The United States has also become not as attractive a source of direct investment as it used to be. China estimated its cumulative investments in the region at $273 billion in 2022, while cumulative U.S. investments reached $80 billion in 2023.

The article points out that foreign aid to the region by the U.S. now consists almost entirely of bombs and weapons to israel:

But while a report to Congress in 2023 shows that the Middle East and North Africa countries have historically been the largest recipients of U.S. foreign aid with a total of $372.6 billion between 1946 and 2020, the largest part of this aid was directed to support the israeli military.
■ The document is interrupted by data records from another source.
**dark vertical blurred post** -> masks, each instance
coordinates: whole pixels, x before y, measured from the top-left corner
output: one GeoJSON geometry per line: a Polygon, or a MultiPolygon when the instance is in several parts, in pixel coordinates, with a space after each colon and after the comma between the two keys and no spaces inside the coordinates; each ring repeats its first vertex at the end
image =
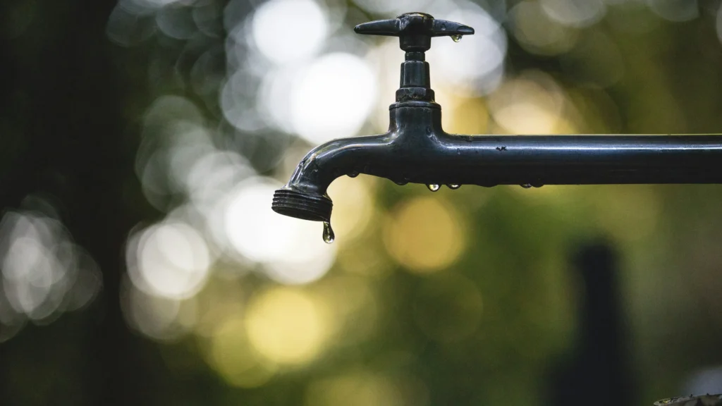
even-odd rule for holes
{"type": "Polygon", "coordinates": [[[133,148],[121,137],[122,95],[104,34],[116,3],[38,0],[26,32],[0,44],[0,105],[15,114],[17,130],[0,137],[0,148],[14,148],[2,155],[9,163],[0,167],[0,205],[17,207],[38,191],[57,197],[61,220],[98,262],[104,284],[89,311],[100,315],[95,320],[88,312],[68,315],[0,345],[0,392],[8,394],[0,403],[133,405],[142,399],[118,300],[122,246],[134,221],[123,202],[133,148]],[[41,355],[23,360],[13,354],[41,355]],[[35,384],[19,378],[32,368],[35,384]]]}
{"type": "Polygon", "coordinates": [[[575,345],[552,376],[549,405],[634,405],[625,351],[624,315],[617,285],[618,257],[606,241],[582,244],[571,259],[579,308],[575,345]]]}

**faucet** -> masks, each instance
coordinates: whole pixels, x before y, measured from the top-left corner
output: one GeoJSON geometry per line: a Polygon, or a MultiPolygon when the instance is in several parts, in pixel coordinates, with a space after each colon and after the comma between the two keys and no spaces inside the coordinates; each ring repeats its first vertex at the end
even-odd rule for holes
{"type": "Polygon", "coordinates": [[[329,185],[365,173],[399,185],[491,187],[610,183],[722,183],[722,135],[462,135],[441,128],[425,52],[432,37],[458,41],[474,29],[412,12],[357,25],[359,34],[399,37],[406,51],[388,131],[334,139],[301,160],[274,195],[282,215],[322,221],[334,239],[329,185]]]}

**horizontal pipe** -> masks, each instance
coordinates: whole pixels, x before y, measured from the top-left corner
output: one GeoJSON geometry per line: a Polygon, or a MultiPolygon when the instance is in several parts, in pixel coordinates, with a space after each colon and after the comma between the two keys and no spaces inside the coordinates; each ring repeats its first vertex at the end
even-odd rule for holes
{"type": "Polygon", "coordinates": [[[437,141],[417,146],[425,165],[409,181],[722,183],[722,135],[440,134],[437,141]]]}

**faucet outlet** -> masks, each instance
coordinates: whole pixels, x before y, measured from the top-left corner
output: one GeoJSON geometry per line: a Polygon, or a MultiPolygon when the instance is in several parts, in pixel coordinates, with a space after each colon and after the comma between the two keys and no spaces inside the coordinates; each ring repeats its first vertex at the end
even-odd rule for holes
{"type": "Polygon", "coordinates": [[[357,25],[359,34],[399,37],[406,51],[388,131],[334,139],[301,160],[272,208],[324,223],[333,241],[326,193],[343,175],[365,173],[404,185],[456,189],[461,185],[722,183],[722,135],[460,135],[441,127],[425,51],[433,37],[458,41],[474,29],[419,12],[357,25]]]}

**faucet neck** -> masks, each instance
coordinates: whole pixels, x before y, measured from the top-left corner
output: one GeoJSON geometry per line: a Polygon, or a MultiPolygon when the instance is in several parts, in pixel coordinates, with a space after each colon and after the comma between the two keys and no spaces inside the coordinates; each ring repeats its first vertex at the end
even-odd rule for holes
{"type": "Polygon", "coordinates": [[[401,64],[401,83],[396,90],[396,103],[406,101],[434,101],[431,90],[429,63],[423,51],[408,51],[401,64]]]}

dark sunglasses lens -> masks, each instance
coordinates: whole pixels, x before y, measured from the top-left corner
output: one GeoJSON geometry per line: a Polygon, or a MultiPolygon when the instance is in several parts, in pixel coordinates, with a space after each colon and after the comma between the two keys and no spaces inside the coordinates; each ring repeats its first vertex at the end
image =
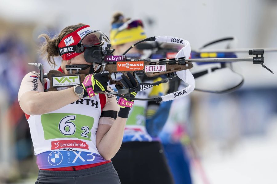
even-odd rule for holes
{"type": "Polygon", "coordinates": [[[99,45],[101,42],[97,36],[92,33],[84,37],[82,43],[83,45],[99,45]]]}

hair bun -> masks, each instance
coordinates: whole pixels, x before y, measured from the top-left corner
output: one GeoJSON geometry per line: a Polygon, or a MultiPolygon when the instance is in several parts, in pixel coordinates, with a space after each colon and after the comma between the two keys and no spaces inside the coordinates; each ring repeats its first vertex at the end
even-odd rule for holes
{"type": "Polygon", "coordinates": [[[113,15],[111,24],[123,23],[126,21],[123,14],[120,12],[117,12],[114,13],[113,15]]]}

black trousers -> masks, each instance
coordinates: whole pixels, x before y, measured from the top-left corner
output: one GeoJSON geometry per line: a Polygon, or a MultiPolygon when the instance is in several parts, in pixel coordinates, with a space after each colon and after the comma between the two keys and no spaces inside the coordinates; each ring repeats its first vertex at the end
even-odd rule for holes
{"type": "Polygon", "coordinates": [[[120,184],[111,163],[75,171],[40,170],[35,184],[120,184]]]}
{"type": "Polygon", "coordinates": [[[159,142],[123,143],[112,161],[122,184],[174,183],[159,142]]]}

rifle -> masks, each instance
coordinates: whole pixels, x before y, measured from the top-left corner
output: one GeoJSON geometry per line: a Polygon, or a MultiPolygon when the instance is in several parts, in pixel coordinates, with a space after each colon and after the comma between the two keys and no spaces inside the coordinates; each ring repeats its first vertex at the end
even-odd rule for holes
{"type": "MultiPolygon", "coordinates": [[[[139,85],[138,86],[138,89],[137,89],[138,91],[142,91],[153,86],[166,82],[169,79],[172,79],[176,76],[176,72],[192,68],[193,67],[192,63],[194,62],[253,62],[254,64],[260,64],[263,67],[273,73],[271,70],[263,64],[264,59],[263,57],[264,50],[263,49],[249,50],[249,55],[255,55],[252,57],[249,58],[190,59],[186,58],[186,57],[182,57],[169,59],[163,58],[151,59],[147,58],[132,59],[130,58],[128,58],[125,55],[132,48],[143,41],[155,41],[170,42],[168,40],[170,41],[171,39],[171,42],[174,42],[173,43],[181,43],[183,45],[185,45],[184,43],[186,43],[186,42],[187,42],[186,43],[188,43],[188,45],[189,45],[189,43],[187,40],[175,37],[150,37],[138,42],[131,46],[122,55],[114,56],[112,53],[114,50],[111,50],[110,48],[111,45],[110,44],[108,44],[107,47],[103,51],[103,54],[106,55],[103,56],[103,59],[101,61],[91,62],[90,62],[93,63],[93,64],[91,65],[82,64],[66,65],[66,68],[67,71],[69,71],[69,75],[65,75],[59,71],[55,70],[50,71],[48,74],[45,74],[43,71],[43,65],[40,63],[29,63],[29,64],[34,65],[38,68],[40,74],[40,80],[42,84],[44,84],[44,79],[48,78],[49,79],[50,87],[48,90],[48,91],[57,90],[57,88],[58,87],[72,87],[81,83],[86,75],[80,74],[80,71],[85,70],[90,67],[94,67],[96,66],[96,64],[100,64],[101,66],[99,68],[95,71],[95,73],[101,72],[104,70],[108,71],[110,72],[110,83],[112,84],[122,85],[119,81],[115,80],[115,79],[113,78],[112,76],[112,75],[114,75],[114,78],[116,78],[116,74],[118,73],[122,73],[127,77],[126,74],[127,72],[130,72],[134,76],[135,76],[135,74],[137,76],[146,75],[149,77],[163,75],[166,75],[167,78],[165,79],[154,83],[145,83],[138,84],[139,85]],[[165,41],[165,40],[166,41],[165,41]],[[73,71],[75,71],[74,74],[73,74],[73,71]]],[[[85,52],[86,52],[86,50],[85,52]]],[[[89,55],[90,53],[88,54],[89,55]]],[[[86,59],[86,55],[88,55],[88,54],[86,54],[85,53],[85,59],[86,59]]],[[[86,60],[87,62],[87,59],[86,59],[86,60]]],[[[194,82],[194,81],[193,82],[194,82]]],[[[194,88],[194,86],[192,90],[194,88]]],[[[187,93],[185,90],[184,92],[187,93]]],[[[99,93],[103,92],[95,92],[99,93]]],[[[120,95],[127,94],[129,93],[129,89],[123,89],[117,92],[108,92],[107,94],[123,96],[120,95]]],[[[181,94],[182,92],[179,92],[179,94],[181,94]]],[[[184,93],[183,90],[183,93],[184,93]]],[[[176,97],[178,94],[175,94],[174,98],[176,97]]],[[[126,97],[125,97],[125,98],[126,98],[126,97]]],[[[132,99],[130,98],[127,98],[132,99]]],[[[136,98],[134,99],[155,100],[158,102],[162,100],[162,98],[161,97],[159,97],[153,98],[142,99],[143,99],[136,98]]]]}

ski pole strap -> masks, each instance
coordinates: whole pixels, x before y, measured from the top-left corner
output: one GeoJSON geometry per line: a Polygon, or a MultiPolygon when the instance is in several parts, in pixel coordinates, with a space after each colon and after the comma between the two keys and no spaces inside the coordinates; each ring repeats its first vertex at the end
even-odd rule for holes
{"type": "Polygon", "coordinates": [[[90,98],[95,96],[95,94],[94,93],[94,91],[93,91],[92,82],[91,81],[91,78],[93,77],[93,75],[92,74],[88,75],[86,76],[84,82],[82,83],[83,87],[87,92],[87,94],[90,98]]]}
{"type": "Polygon", "coordinates": [[[118,105],[121,107],[132,107],[134,105],[133,102],[128,101],[126,98],[120,97],[118,100],[118,105]]]}

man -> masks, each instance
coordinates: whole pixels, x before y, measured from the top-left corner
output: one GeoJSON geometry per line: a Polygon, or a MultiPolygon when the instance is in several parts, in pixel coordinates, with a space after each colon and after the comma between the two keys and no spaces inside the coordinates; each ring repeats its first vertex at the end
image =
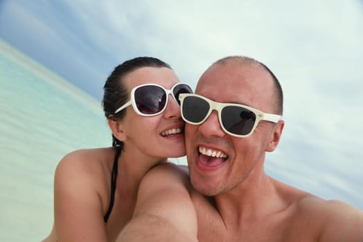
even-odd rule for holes
{"type": "Polygon", "coordinates": [[[222,59],[202,75],[195,93],[179,97],[190,182],[172,165],[151,170],[121,238],[363,241],[362,211],[265,173],[265,153],[277,147],[284,122],[281,86],[264,64],[222,59]]]}

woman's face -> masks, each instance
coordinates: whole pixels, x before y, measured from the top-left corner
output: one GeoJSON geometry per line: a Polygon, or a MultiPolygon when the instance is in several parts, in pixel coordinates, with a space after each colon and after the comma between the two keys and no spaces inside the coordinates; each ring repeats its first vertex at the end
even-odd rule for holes
{"type": "MultiPolygon", "coordinates": [[[[125,78],[129,93],[132,88],[144,84],[156,84],[169,90],[179,82],[174,71],[165,67],[140,68],[125,78]]],[[[126,137],[123,142],[125,152],[136,152],[158,160],[185,155],[184,123],[180,106],[170,95],[163,113],[141,116],[129,106],[120,124],[126,137]]]]}

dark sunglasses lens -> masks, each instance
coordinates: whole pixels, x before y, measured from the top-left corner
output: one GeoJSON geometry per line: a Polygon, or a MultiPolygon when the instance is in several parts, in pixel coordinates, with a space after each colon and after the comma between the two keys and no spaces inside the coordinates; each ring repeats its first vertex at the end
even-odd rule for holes
{"type": "Polygon", "coordinates": [[[156,86],[144,86],[135,91],[137,109],[143,114],[154,114],[165,106],[166,93],[163,89],[156,86]]]}
{"type": "Polygon", "coordinates": [[[224,129],[240,136],[249,134],[256,122],[254,112],[240,106],[225,106],[222,110],[221,116],[224,129]]]}
{"type": "Polygon", "coordinates": [[[175,100],[179,105],[180,101],[179,100],[179,95],[180,93],[193,93],[193,91],[191,89],[189,86],[183,84],[178,84],[174,87],[172,89],[172,94],[174,95],[174,97],[175,97],[175,100]]]}
{"type": "Polygon", "coordinates": [[[191,122],[200,122],[209,111],[209,104],[198,97],[186,97],[183,101],[182,112],[184,118],[191,122]]]}

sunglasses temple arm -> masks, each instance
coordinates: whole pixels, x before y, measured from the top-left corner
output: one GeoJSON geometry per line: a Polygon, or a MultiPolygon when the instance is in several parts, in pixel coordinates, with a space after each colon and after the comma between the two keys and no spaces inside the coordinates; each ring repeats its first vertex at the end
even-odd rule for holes
{"type": "Polygon", "coordinates": [[[266,121],[273,122],[278,122],[281,118],[281,115],[279,115],[277,114],[264,113],[263,120],[266,120],[266,121]]]}

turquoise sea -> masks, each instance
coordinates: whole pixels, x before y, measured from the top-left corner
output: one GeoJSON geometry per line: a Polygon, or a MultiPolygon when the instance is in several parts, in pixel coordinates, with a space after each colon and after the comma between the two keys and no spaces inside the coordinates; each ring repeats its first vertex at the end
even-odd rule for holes
{"type": "MultiPolygon", "coordinates": [[[[53,226],[57,162],[76,149],[109,146],[111,133],[100,101],[1,39],[0,113],[0,241],[39,241],[53,226]]],[[[344,172],[322,160],[292,162],[301,160],[300,146],[285,139],[268,155],[267,173],[363,210],[363,166],[354,161],[360,158],[346,161],[344,172]]],[[[186,163],[185,157],[172,160],[186,163]]]]}
{"type": "Polygon", "coordinates": [[[1,39],[0,113],[0,241],[39,241],[53,226],[57,162],[110,146],[111,133],[100,102],[1,39]]]}
{"type": "Polygon", "coordinates": [[[53,225],[56,165],[111,135],[99,102],[3,42],[0,113],[0,241],[40,241],[53,225]]]}

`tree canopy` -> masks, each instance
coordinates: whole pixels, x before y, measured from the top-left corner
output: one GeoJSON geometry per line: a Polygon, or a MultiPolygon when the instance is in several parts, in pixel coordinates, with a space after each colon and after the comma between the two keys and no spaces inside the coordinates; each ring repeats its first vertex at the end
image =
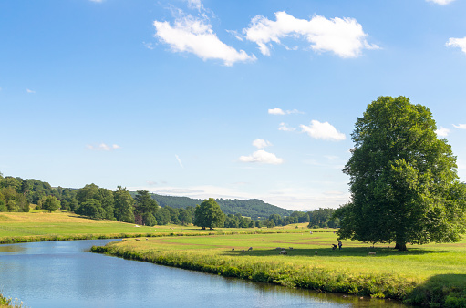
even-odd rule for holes
{"type": "Polygon", "coordinates": [[[344,172],[351,202],[335,216],[340,239],[366,242],[449,242],[465,231],[466,190],[456,157],[439,139],[430,109],[405,97],[380,97],[357,118],[344,172]]]}
{"type": "Polygon", "coordinates": [[[194,212],[194,225],[205,229],[223,227],[225,214],[220,209],[213,198],[205,200],[201,205],[196,206],[194,212]]]}

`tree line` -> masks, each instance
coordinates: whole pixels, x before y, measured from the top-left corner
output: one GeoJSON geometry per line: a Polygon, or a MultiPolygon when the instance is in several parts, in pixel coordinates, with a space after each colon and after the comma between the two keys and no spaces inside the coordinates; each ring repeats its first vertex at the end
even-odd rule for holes
{"type": "MultiPolygon", "coordinates": [[[[191,202],[192,199],[189,200],[191,202]]],[[[220,203],[219,200],[212,199],[212,200],[217,205],[220,203]]],[[[221,200],[239,204],[239,200],[221,200]]],[[[262,200],[252,200],[256,207],[259,207],[261,202],[266,204],[262,200]]],[[[197,202],[201,203],[200,200],[197,202]]],[[[62,209],[92,219],[112,220],[149,226],[169,223],[199,225],[200,221],[206,220],[204,217],[199,221],[199,213],[202,212],[199,211],[196,221],[196,210],[200,207],[198,204],[195,206],[183,204],[184,208],[168,205],[161,207],[154,195],[147,190],[132,192],[119,186],[115,191],[112,191],[96,184],[88,184],[78,190],[62,187],[52,188],[47,182],[38,180],[3,177],[0,173],[0,211],[29,211],[29,204],[36,204],[36,210],[45,210],[50,212],[62,209]]],[[[239,205],[236,206],[237,210],[241,209],[239,205]]],[[[223,210],[220,210],[222,214],[218,215],[223,215],[222,216],[223,218],[221,221],[222,223],[217,221],[215,225],[225,228],[260,228],[308,222],[309,228],[335,228],[337,226],[338,219],[332,219],[335,211],[332,209],[319,209],[313,211],[283,210],[291,214],[281,216],[274,213],[268,217],[254,219],[242,212],[224,213],[223,210]]]]}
This places such aid in the category of stick rather than carrot.

The authors of the Worldcrunch article make it clear that they, like the rest of the corporate media, do not object at all to this U.S. “stick” policy:

The changes that have affected the weight and role of the United States in the global economy, including the Middle East, do not mean that the American empire is in decline.

The U.S. still maintains its lead in two basic issues: money, with the centrality of the dollar as an international currency on which China itself relies heavily in its trade and investments, and the production of advanced technology, including that for military usage.

This makes the U.S. likely to continue to play a pivotal role in the global economy in the coming years.

But at the same time, if we return to the metaphor with which we began the article, the American stick has become bigger while the carrot is shrinking. And the developments in the Middle East reveal changes that indicate that the United States will use its Navy fleets, Air Force fighter jets, and endless supply of weaponry to address the challenges the world poses to it.